Strange interrupt behavior

Hello,

The company I work for designs and manufactures various types of I/O cards.

A customer is currently seeing some strange interrupt behavior with one of our PCIe digital I/O boards. This board and the WDM driver (written by a consultant) have been around for years. We can’t reproduce the problem and no other customers have reported it. My knowledge of kernel drivers and kernel debugging is limited.

I’m hoping one of you may have some ideas on what might be going on.

The customer runs a console application which writes a few registers to configure change-of-state interrupts. He then changes the voltage on the input channel. He should get an interrupt at this point, but he doesn’t. If he uses the console app to read any register on board, then he will see the interrupt.

We had the customer repeat the test using a debug build of the driver with DebugView. No ISR trace statements were seen when the channel was toggled. A subsequent register read was required to see them.

Some details:
Windows 10 Enterprise LTSC
Rackmount computer with Xeon W-2123 CPU
Board is using MSI
The board’s registers are mapped into user space. The console application read/writes the board through a user space pointer.
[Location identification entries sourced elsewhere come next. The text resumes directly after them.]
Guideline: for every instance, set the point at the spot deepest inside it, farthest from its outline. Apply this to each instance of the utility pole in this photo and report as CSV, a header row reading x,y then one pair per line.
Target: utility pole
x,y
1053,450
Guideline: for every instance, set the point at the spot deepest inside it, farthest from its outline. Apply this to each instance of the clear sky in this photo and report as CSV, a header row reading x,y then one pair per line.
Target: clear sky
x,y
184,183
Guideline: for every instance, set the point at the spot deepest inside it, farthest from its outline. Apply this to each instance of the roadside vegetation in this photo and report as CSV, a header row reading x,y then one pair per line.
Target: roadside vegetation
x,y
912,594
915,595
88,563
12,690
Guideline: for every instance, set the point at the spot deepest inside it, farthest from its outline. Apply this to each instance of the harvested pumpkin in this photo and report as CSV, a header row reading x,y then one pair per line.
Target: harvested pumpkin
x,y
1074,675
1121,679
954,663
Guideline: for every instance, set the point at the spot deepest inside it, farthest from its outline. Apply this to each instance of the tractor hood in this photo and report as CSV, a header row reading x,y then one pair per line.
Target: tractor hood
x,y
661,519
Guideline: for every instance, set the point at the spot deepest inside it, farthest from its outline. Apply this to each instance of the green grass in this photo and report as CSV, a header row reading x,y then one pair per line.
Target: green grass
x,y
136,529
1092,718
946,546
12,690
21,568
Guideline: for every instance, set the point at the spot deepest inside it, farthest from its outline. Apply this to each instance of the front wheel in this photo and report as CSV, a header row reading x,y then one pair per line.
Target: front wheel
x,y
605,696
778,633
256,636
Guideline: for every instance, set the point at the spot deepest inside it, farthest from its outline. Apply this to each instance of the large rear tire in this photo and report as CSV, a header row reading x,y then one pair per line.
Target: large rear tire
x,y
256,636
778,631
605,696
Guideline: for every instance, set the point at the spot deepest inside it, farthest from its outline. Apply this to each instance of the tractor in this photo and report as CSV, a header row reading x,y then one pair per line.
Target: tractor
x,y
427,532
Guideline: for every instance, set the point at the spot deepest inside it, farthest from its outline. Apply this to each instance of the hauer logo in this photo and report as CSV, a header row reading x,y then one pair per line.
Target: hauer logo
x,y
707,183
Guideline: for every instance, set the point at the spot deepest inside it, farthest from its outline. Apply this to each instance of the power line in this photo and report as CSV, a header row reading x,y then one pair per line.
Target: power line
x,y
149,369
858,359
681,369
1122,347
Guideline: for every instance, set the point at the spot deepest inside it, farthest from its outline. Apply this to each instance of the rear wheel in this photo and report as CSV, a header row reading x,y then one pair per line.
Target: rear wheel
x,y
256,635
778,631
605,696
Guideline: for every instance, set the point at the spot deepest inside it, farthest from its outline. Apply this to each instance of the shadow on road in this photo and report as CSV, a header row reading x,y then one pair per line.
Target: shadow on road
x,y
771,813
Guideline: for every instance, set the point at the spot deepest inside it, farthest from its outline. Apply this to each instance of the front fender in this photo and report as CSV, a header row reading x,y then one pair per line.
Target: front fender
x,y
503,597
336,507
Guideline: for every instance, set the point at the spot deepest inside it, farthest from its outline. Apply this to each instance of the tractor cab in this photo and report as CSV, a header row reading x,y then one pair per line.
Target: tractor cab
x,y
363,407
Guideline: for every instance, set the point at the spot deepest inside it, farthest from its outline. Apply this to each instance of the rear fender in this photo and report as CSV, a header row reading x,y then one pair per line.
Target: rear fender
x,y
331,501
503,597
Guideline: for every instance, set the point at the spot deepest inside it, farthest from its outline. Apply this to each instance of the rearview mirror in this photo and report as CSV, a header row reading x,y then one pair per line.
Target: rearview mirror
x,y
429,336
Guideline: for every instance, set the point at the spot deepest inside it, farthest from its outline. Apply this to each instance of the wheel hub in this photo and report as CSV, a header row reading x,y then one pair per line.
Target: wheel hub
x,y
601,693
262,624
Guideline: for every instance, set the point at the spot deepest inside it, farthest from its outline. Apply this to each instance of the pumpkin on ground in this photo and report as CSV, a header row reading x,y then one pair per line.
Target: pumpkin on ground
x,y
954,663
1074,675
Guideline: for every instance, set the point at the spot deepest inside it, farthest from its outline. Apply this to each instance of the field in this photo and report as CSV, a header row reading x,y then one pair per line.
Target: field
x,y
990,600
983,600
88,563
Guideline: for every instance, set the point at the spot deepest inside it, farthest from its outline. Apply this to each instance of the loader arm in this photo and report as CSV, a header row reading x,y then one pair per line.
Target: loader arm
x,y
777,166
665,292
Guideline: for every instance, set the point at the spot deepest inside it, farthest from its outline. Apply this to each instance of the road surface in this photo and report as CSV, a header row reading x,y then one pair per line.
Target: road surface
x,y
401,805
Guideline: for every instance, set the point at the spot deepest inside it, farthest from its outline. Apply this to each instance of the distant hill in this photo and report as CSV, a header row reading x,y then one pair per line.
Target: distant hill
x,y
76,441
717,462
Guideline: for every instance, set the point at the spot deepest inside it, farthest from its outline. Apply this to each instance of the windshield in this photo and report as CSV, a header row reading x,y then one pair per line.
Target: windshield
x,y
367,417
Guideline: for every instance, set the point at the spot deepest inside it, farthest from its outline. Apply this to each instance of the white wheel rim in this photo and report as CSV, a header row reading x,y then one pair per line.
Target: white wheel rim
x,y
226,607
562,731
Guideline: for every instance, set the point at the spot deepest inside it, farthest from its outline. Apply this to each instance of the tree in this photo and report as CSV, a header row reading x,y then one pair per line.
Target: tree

Ideally, we would be able to get our hands on their system and hook it up to a bus analyzer. However, that doesn’t seem likely.

I realize this isn’t a lot to go on but any ideas?

Thanks.

Yeah… wow.

Hmmmm… You’ve tried swapping the card they’re using, I assume (to rule-out some weird problem with the hardware)?

Could it be a SPEED thing? Maybe the customer’s CPU is writing the registers “really fast” and the changes aren’t being “seen” by the hardware? Has he tried inserting arbitrarily long waits between the writes?

Could it be a pipelining/fence/barrier issue? He should be calling FastFence() after his register write, and he should be calling _ReadWriteBarrier() before his register reads.

Sure… these are desperate measures. But, I sorta felt like I should suggest SOMEthing, so… :wink:

Peter

Just a guess, but perhaps whatever the customer has done while “write(ing) a few registers to configure change-of-state interrupts” has put the hardware in a state that requires a read operation to clear it? It wouldn’t be the first hardware device with this sort of ‘feature’.

In an earlier version of a driver I’m maintaining I had a similar problem. The driver had worked for many years on many systems, but started to fail on a couple of new systems with new CPU types or chipsets.

The reason was that my original driver code accessed memory mapped registers just using the memory addresses as pointers, i.e.

*cmd_reg = cmd;
val = *data_reg;

Obviously some re-ordering occurred with new systems that caused the driver to fail.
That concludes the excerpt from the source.